2¢ - Black
Printing Method: ROTARY PRESS (see below)
Subject: Warren G. Harding
Number recorded: 45
Scott #: 613
Issued: September 12, 1923
$15,000 - $30,000
No postmark with gum (MH)
No recorded examples
Full perfect gum, no postmark
no trace of stamp hinge mark (MNH)
No recorded examples
The source photograph of Warren G. Harding, used in the vignette
President Warren Harding died in office after a short illness. He is generally considered as one of the worst US Presidents. In normal circumstances, his death would not be commemorated on a stamp, indeed not so soon after his demise. After all, the last such mourning stamp was the 1866 Lincoln 15¢ issued some years after his death. The Lincoln mourning stamp was also printed in black. But Mr. New, the Postmaster General at the time, was a friend of the late Warren Harding, and he wanted a mourning stamp for him.
#613 was created when a sheet of the rotary press stamps was fed through the flat plate (Gauge 11) perforator
The portrait used was Harding's favorite, taken just before his death. The stamp proved to be very popular. So much so that the print run was doubled and the time on sale extended. Still, the Bureau could not keep up with demand. The flat plate presses worked to the max, and shortages occurred. So for the first time, a commemorative stamp was printed in both flat plate and rotary press as the latter was employed to assist in production.
An imperforate stamp was also sold. The reason was not for postage; it was for folks who wanted to display sheets of 100 stamps in a frame to celebrate Harding.
A die proof of Warren Harding
As the curved plates of the Rotary press made the stamps slightly larger it is relatively easy to discern which stamp is flat plate and which is a rotary press stamp. First select any perf Washington Franklin stamp or the first issue Washington Franklin 1 cent or 2 cent. These are the stamps with the numbers one and two spelt out, instead of numbers being displayed. I chose the latter alternative as shown in the first image above.

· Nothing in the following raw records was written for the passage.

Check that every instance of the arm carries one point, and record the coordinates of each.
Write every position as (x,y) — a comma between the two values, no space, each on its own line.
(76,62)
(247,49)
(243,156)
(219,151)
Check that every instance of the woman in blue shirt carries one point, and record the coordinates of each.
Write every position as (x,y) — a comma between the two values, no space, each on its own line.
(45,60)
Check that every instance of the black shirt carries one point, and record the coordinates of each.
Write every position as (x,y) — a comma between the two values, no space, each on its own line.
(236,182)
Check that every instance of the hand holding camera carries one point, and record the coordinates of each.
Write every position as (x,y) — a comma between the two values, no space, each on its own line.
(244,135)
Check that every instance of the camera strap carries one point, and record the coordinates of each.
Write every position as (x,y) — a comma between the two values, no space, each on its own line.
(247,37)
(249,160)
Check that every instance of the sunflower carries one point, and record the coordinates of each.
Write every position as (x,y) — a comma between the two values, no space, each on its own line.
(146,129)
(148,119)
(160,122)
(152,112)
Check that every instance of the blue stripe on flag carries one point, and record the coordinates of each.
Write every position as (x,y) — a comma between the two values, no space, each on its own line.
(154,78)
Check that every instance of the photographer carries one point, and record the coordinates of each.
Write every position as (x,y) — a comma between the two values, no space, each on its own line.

Then cut out squares at each corner. As shown in the second image above. Placing the stamp you wish to test under your cut out stamp you can see if the frame lines match. If, as in the last image shown above the frame lines are outside the top stamp in either the top, bottom or sides then you have a rotary stamp. If the lines are in the same place, as shown in the third image, you have a flat plate stamp.
This test works with any value stamp.
The image above left is a perfect example of the reverse of a flat plate stamp. The flecks of ink on the reverse can be found on flat plate stamps and are rare on rotary press stamps. The cause of the flecks of ink is that during the flat plate process the sheets were placed on top of each other before the ink had a chance to dry properly.